Researchers interviewed and tested 919 people in 405 households in the western district of Gangelt, where one of Germany's biggest clusters of contagion had emerged following a carnival attended by an infected couple.
Through antibodies tests as well as infections tests, researchers found that 15 percent of the population in Gangelt, which has around 12,500 residents, had been infected. The fatality rate stood at 0.37 percent.
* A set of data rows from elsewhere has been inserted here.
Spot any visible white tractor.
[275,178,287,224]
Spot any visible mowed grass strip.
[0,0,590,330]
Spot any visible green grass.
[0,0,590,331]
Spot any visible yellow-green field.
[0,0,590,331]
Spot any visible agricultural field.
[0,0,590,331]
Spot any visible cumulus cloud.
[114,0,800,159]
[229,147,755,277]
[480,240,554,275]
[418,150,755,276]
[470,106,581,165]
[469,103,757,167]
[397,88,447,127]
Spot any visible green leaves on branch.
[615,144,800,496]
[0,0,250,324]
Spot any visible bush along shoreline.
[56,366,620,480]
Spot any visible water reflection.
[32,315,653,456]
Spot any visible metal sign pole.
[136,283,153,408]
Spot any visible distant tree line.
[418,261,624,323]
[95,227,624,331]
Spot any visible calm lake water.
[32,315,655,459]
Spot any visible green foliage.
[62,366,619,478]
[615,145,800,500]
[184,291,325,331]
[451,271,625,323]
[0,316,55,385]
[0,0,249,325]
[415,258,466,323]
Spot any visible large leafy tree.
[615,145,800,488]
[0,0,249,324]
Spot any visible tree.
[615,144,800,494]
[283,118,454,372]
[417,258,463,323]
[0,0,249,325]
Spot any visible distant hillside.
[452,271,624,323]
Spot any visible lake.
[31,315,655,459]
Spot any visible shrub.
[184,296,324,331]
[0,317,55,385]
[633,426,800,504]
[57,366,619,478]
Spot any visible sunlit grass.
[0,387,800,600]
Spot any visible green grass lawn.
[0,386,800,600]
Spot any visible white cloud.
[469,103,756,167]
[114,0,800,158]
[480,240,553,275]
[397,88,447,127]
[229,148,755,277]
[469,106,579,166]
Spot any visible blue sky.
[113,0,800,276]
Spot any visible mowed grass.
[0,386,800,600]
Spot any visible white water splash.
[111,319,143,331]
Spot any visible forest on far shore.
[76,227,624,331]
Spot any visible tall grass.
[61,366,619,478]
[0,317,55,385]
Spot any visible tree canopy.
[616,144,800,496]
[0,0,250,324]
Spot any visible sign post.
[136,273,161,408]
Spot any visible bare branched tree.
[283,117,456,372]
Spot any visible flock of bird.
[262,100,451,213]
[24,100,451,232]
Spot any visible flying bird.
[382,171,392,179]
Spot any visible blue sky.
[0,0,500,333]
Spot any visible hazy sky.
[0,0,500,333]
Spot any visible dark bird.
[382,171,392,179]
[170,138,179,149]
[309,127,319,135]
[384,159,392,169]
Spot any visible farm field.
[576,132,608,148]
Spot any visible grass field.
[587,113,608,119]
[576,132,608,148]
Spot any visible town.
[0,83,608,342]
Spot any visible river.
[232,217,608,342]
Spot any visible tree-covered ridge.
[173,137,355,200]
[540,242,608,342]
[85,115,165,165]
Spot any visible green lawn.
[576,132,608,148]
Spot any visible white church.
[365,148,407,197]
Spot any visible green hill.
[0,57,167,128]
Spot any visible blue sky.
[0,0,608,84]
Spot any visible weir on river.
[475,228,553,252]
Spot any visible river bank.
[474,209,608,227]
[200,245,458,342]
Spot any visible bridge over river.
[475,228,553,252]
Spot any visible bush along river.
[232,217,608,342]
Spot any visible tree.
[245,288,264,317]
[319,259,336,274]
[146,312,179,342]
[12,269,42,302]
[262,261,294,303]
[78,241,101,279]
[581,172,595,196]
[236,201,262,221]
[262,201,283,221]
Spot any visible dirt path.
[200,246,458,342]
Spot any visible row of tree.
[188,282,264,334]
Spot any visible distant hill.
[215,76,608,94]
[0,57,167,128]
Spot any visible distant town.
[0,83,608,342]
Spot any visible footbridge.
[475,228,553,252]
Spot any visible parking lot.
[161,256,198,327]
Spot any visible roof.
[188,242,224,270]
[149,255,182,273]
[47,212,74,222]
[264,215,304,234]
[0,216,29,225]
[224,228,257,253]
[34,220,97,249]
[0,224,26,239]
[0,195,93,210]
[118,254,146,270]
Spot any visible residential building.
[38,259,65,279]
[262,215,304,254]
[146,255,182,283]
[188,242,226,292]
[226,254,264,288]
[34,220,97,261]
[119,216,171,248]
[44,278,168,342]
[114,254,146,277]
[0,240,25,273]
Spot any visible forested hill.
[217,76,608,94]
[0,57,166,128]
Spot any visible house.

Projecting this nationwide, the study estimates that 1.8 million people across Germany may have already contracted the disease — 10 times more than what is reflected in data of officially confirmed cases.
But crucially, the study also shows that the proportion of asymptomatic people reached 22 percent.
“The fact that apparently every fifth infection progresses without noticeable disease symptoms suggests that infected persons who shed the virus and who can thereby infect others cannot be reliably identified on the basis of recognisable disease symptoms,” said Martin Exner, head of Bonn University's Institute for Hygiene and Public Health and co-author of the study.
Researchers noted that this underlined the importance of maintaining a social distance as well as basic hygiene practices to keep the disease at bay.
“Every supposedly healthy person we encounter can unknowingly carry the virus. We must be aware of this and act accordingly,” said the expert of the study which has yet to be peer reviewed.
Germany has begun easing restrictions to halt transmission of the virus, allowing shops, schools and religious institutions to reopen.
However, rules to ensure social distancing apply, with a ban in most parts of Germany in place against public gatherings of more than two people.
Masks are also required on public transport and in shops throughout the country, and stores have markings on the ground to get customers to keep a distance of at least 1.5 metres from each other.